0

Novice programmer so in advance, sorry if what I'm writing is badly worded or just plain stupid.

I'm trying to scrape info from a website and store the results in a database. The goal is to get all the train numbers, the stations and see if the train is late or not. The way I started doing it is in a loop, I've been building up this URL by changing $LETTER with each letter of the alphabet, one at a time: https://reservia.viarail.ca/GetStations.aspx?q=$LETTER

I then parse the results and store everything correctly in a database. This script doesn't take a long time to run so that's no issue. The issue comes when I'm trying to get all the trains that pass through each station. To do this, I go through every station that was stored previously (580 of them) and then using this URL and changing the $DATE for today in YYY-MM-DD and $CODE with the station code:

reservia.viarail.ca/tsi/GetTrainList.aspx?OriginStationCode=$CODE&Date=$DATE

So for example, I would have This link for Montreal

and I would go through each element of the table and see the train number to then insert it in a table. That was my plan so far but it is taking way too much time to run this script (over 7 minutes) which makes sense since we're opening 580 pages.

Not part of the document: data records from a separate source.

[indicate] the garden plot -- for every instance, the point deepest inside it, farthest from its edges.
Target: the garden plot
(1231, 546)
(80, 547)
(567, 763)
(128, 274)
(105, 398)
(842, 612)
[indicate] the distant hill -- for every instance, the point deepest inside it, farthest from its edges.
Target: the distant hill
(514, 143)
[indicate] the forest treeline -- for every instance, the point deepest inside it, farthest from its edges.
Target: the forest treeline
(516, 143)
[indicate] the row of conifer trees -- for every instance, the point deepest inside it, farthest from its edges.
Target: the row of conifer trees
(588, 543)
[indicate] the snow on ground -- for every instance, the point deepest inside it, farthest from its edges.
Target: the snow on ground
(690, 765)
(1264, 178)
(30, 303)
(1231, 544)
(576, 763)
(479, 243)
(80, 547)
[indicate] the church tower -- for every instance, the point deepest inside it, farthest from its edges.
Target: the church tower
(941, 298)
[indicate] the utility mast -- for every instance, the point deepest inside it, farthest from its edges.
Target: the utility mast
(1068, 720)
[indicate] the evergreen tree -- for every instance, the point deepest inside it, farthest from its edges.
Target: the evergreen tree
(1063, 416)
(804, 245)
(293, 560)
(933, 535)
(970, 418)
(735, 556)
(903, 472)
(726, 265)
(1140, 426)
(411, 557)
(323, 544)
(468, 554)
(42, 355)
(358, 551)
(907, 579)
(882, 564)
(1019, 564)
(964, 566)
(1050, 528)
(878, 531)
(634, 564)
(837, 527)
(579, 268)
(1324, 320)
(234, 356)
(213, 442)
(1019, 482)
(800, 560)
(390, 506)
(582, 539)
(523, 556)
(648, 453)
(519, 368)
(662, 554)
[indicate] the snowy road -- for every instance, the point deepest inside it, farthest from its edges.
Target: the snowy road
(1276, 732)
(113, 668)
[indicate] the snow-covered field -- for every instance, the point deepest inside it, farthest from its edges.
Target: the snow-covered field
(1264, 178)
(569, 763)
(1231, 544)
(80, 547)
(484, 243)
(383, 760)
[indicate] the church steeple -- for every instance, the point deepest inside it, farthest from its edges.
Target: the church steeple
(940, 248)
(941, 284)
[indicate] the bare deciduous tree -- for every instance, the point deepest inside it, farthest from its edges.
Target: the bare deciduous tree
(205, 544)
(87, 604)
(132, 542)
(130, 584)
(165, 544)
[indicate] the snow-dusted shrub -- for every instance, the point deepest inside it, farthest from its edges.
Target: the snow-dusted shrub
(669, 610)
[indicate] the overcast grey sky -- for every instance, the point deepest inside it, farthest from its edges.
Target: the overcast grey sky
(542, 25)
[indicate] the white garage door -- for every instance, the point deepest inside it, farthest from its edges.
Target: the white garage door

What's a better way of doing this? I'm using python as I'm trying to learn it so I've been importing the urllib library and using it to decode the page, and then I would sort through the data. Thanks for any suggestion/help!

Mark Setchell
  • 191,897
  • 31
  • 273
  • 432
  • You should look into making [asynchronous requests](https://hackernoon.com/how-to-run-asynchronous-web-requests-in-parallel-with-python-3-5-without-aiohttp-264dc0f8546?gi=a0a59d394aed) if you aren't going to run into rate limits. – Jack Moody Mar 04 '19 at 15:48
  • OK then I would technically be sending all 580 requests at the same time? Can I still do this even though the URL is built in a for loop since I'm getting the code of each station from a database table? I would probably have to change the structure of the code, right? – Michel Georges Najarian Mar 04 '19 at 15:55
  • Normally you don't want to send all of the 580 requests at the same time. I would suggest sending 5-10 requests at a time so that you don't overload the website you are scraping. As long as your results later in the loop don't rely on previous results, this will work. So yes, you will have to change some of your code. – Jack Moody Mar 04 '19 at 15:59
  • Possible duplicate of [What is the fastest way to send 100,000 HTTP requests in Python?](https://stackoverflow.com/questions/2632520/what-is-the-fastest-way-to-send-100-000-http-requests-in-python) – Jack Moody Mar 04 '19 at 15:59
  • Thanks Jack, will take a look! And none of the results depend on the previous ones so that's fine. – Michel Georges Najarian Mar 04 '19 at 16:02
  • Or, since you're a novice anyway, maybe switch to an asynchronous language like js / go – pguardiario Mar 05 '19 at 00:40
  • @pguardiario I'm working on different project with different languages to learn new stuff with each one of them. I'm good enough with javascript and using I'm go for another project where I'm scrapping info as well from different websites but I wanted to use python for this one for no real reason. I do already have a few working scripts and I want to saty uniform, continuing to learn python. So far I'm adpet (I would even say intermediate level) in C++. Any good resources to learn more on https requests, xml, xhr requests, etc? – Michel Georges Najarian Mar 05 '19 at 19:45
  • This isn't the right place for this but there's a lot of good reasons to switch to js for projects like this. – pguardiario Mar 05 '19 at 22:42

1 Answers1

0

I like questions like this! Ok, the code below should do almost exactly what you want.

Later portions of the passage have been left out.